The two classes are $ y_i=0$ or $ 1$ , and since there is a single binary regressor, $ \overrightarrow x_i$ will be an $ n\times2$ matrix where $ x=0$ or $ 1$ .
Additionally, $ n_{1,0}$ denotes the number of observations with $ x_i=1$ and $ y_i=0$ , and $ n_{1,1}$ denotes the number of observations with $ x_i=1$ and $ y_i=1$ .

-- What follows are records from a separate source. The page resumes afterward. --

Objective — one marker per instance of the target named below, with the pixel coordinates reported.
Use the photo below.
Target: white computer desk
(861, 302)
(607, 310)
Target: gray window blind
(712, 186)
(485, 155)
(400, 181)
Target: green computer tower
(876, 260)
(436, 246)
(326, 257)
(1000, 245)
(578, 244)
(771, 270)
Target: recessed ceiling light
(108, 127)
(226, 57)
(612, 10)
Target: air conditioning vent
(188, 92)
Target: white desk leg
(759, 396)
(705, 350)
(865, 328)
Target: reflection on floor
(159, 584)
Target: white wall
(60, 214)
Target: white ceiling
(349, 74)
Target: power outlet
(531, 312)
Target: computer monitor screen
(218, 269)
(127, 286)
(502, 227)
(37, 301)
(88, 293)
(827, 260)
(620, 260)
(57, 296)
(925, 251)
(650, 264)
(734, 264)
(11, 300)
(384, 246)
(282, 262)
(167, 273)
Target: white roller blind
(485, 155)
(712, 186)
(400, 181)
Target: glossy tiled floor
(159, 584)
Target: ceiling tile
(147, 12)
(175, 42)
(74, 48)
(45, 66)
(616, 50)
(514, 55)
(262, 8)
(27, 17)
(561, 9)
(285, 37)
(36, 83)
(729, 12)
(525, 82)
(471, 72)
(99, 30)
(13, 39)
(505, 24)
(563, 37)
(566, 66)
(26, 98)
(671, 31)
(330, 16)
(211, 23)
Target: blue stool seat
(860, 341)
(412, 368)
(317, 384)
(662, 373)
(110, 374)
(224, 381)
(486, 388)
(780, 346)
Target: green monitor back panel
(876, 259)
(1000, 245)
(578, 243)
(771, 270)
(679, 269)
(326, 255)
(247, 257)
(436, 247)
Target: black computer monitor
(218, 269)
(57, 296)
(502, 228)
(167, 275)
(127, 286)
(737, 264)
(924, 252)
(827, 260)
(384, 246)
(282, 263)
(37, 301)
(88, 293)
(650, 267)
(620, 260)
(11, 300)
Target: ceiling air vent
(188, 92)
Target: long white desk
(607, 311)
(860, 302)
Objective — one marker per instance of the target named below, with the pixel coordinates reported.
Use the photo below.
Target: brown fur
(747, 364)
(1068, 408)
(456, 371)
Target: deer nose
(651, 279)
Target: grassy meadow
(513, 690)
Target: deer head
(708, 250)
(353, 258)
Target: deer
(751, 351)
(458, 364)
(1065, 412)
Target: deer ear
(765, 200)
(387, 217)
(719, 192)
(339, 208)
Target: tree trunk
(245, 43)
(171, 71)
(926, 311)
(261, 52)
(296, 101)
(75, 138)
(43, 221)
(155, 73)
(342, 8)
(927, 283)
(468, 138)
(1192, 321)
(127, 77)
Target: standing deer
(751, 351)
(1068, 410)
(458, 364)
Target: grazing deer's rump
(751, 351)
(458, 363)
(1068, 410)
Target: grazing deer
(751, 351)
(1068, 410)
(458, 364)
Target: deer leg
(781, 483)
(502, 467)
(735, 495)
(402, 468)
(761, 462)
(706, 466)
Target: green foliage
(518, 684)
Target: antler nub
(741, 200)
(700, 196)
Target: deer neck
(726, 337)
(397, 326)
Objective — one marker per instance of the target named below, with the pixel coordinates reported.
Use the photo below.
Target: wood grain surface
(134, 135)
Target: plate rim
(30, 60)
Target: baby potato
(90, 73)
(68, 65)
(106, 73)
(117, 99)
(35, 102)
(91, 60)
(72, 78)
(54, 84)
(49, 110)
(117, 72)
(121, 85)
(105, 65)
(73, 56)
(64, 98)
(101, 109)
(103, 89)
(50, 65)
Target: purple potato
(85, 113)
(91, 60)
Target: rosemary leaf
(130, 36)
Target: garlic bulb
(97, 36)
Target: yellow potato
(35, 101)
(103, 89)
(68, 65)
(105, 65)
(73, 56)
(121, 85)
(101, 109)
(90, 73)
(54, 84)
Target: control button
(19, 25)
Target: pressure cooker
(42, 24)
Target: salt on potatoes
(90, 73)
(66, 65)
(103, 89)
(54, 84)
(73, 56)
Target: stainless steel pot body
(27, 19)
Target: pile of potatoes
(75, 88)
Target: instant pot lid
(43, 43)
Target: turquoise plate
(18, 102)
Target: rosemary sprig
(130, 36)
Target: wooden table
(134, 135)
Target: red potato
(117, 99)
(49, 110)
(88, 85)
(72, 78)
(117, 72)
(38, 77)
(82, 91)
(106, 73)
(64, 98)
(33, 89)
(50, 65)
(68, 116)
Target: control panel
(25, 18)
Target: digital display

The max. likelihood estimator of $ \beta_1$ is claimed to be $ log\frac{n_{1,1}}{n_{1,0}}$ , but I can’t see why that’s the case. I know how to find the first derivative of the log-likelihood function: $ \frac{\partial l(\overrightarrow \beta)}{\partial\overrightarrow \beta}=\sum_{i=1}^n [\overrightarrow x_i (y_i-p(\overrightarrow x_i;\overrightarrow\beta))]$ *
I know for maximization we woud set this equal to zero, and can see that * breaks into two equations since $ \overrightarrow x_i= (1,1)$ or $ (1,0)$ . For the first case we would arrive at $ \sum_{i=1}^n y_i = \sum_{i=1}^n p(\overrightarrow x_i;\overrightarrow\beta)$ , but I’m not sure what the next step might be to arrive at the given result.